Glaucoma in Dogs and Cats
Glaucoma is a disease in which the pressure of the fluid in the eye is higher than normal. Left untreated, glaucoma often progresses to blindness. The condition can affect dogs and cats, though canines are more likely to inherit the disease. With hereditary glaucoma, it is important to look for early symptoms — such as redness around the eye — in order to diagnose the condition early and begin treatment. Drugs and surgery can be used to treat the condition and maintain vision, but once it progresses to blindness, the changes are irreversible.
The structures inside the eye, such as the iris and lens, are surrounded by fluid. Normally, the movement of fluid through the eye is well controlled. However, sometimes the fluid doesn’t circulate normally, and fluid pressure builds up inside the eye. Glaucoma is the general term used to describe increased pressure inside the eye.
Glaucoma is much more common in dogs than in cats, and it can have many causes. Primary glaucoma is often an inherited genetic condition and has been identified in several dog breeds, including Basset Hounds, Cocker Spaniels, and Siberian Huskies. It tends to affect both eyes but may not occur in both eyes at the same time. Secondary glaucoma means that the pressure inside the eye was normal until another condition caused pressure to increase. Conditions that can cause secondary glaucoma include trauma to the eye, inflammation involving the eye, a cataract, or a tumor inside the eye. Glaucoma can also be classified as acute (for example, occurring suddenly in response to trauma) or chronic (pressure builds up over a period of time).
Glaucoma can damage several important structures inside the eye, including the optic nerve, the retina (tissue at the back of the eye that is necessary for vision), the cornea (the clear membrane on the front of the eye), and the lens. Injury to any of these structures, alone or in combination, can lead to permanent blindness.

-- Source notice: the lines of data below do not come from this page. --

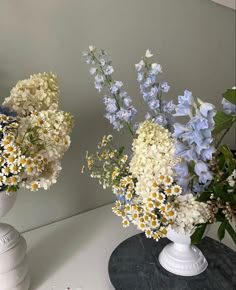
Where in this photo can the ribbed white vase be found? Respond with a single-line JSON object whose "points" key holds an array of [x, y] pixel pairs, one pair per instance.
{"points": [[14, 272], [180, 257]]}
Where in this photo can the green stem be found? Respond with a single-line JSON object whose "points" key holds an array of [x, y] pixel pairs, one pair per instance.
{"points": [[222, 137]]}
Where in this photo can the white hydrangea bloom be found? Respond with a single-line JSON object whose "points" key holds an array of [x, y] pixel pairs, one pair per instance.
{"points": [[39, 92], [46, 178], [153, 156], [189, 214]]}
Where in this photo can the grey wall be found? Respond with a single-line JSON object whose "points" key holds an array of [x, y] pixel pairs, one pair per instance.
{"points": [[193, 39]]}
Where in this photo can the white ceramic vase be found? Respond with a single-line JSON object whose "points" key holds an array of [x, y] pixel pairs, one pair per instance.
{"points": [[14, 272], [180, 257]]}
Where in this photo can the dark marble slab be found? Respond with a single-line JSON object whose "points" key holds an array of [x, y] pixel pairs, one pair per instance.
{"points": [[134, 265]]}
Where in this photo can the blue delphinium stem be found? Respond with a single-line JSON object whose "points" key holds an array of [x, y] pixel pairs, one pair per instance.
{"points": [[160, 111], [119, 111]]}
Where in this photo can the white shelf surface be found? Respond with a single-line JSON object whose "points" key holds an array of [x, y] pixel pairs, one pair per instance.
{"points": [[74, 253]]}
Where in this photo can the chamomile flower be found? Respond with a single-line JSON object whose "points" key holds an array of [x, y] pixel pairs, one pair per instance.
{"points": [[14, 179], [142, 226], [35, 186], [149, 233], [168, 180], [6, 170], [125, 223], [15, 168], [176, 190], [128, 195]]}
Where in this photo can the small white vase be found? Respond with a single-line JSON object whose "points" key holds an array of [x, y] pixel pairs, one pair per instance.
{"points": [[14, 272], [180, 257]]}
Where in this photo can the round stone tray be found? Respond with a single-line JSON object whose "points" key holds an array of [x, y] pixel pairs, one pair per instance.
{"points": [[134, 265]]}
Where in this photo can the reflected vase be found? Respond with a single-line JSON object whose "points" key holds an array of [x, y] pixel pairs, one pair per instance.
{"points": [[14, 270]]}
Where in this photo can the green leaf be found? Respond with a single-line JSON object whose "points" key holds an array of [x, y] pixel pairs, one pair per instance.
{"points": [[229, 158], [231, 232], [221, 230], [230, 95], [197, 235], [222, 122]]}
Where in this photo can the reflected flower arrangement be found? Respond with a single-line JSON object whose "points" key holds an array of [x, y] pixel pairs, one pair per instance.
{"points": [[34, 134], [179, 174]]}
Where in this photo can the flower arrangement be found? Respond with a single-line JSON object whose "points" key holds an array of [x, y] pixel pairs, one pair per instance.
{"points": [[178, 175], [34, 134]]}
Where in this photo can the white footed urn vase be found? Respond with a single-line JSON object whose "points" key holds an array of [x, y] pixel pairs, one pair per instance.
{"points": [[180, 257], [14, 272]]}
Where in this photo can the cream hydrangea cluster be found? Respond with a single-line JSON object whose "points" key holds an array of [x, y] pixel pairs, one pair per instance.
{"points": [[153, 152], [189, 214], [45, 144], [42, 135], [151, 214], [39, 92], [10, 154]]}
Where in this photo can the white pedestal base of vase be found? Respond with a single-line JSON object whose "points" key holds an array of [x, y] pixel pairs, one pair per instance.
{"points": [[180, 257], [14, 271]]}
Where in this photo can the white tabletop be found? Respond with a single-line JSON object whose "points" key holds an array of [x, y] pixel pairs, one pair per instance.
{"points": [[74, 253]]}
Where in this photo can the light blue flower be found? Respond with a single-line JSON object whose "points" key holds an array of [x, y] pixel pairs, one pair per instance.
{"points": [[93, 70], [99, 78], [148, 116], [149, 81], [206, 154], [164, 87], [140, 77], [155, 69], [168, 106], [228, 107], [185, 104], [98, 86], [108, 70], [116, 87], [126, 114], [110, 104], [180, 129], [202, 170], [154, 104], [139, 66]]}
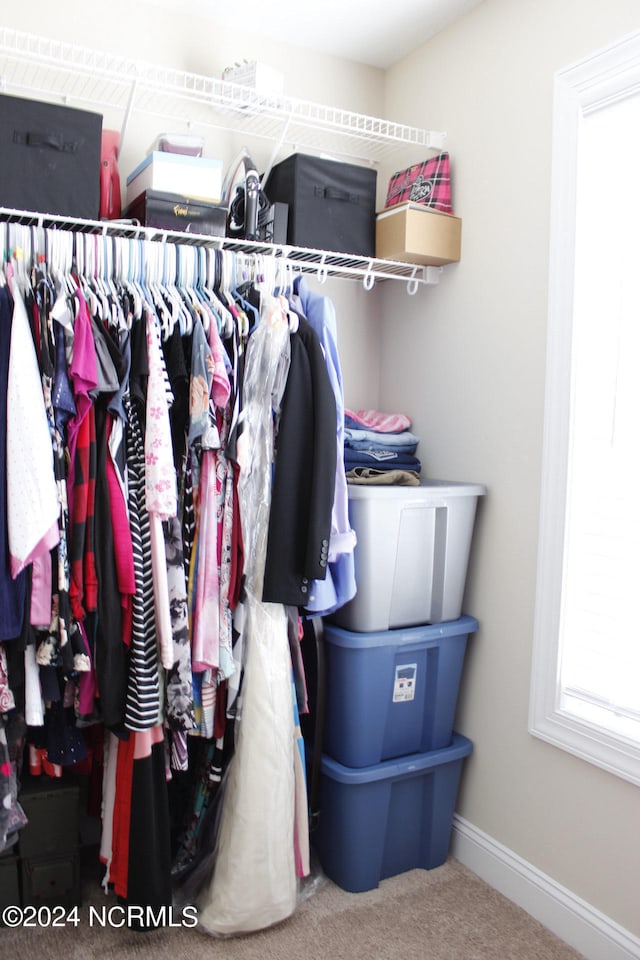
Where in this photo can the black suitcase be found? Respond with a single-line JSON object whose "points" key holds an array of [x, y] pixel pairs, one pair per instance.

Symptoms and Identification
Dogs with primary glaucoma are most often diagnosed between the ages of 3 and 7, but canines of all ages are at risk. The disease usually affects both eyes, though it can take weeks or months from the time you see symptoms in one eye to the next. Whether glaucoma occurs suddenly or over a longer period of time, the clinical signs can be similar:
- Pain (squinting, rubbing the eye or face against the floor or against furniture)
- Cloudiness or “bluish” discoloration of the eye
- Red eyes
- Increased sensitivity to light
- Dilated pupils
- Unequally sized pupils
- Decreased appetite (due to pain)
- Partial or complete blindness
- “Head shyness” (reluctance to have the face or head touched/approached, due to pain and reduced vision)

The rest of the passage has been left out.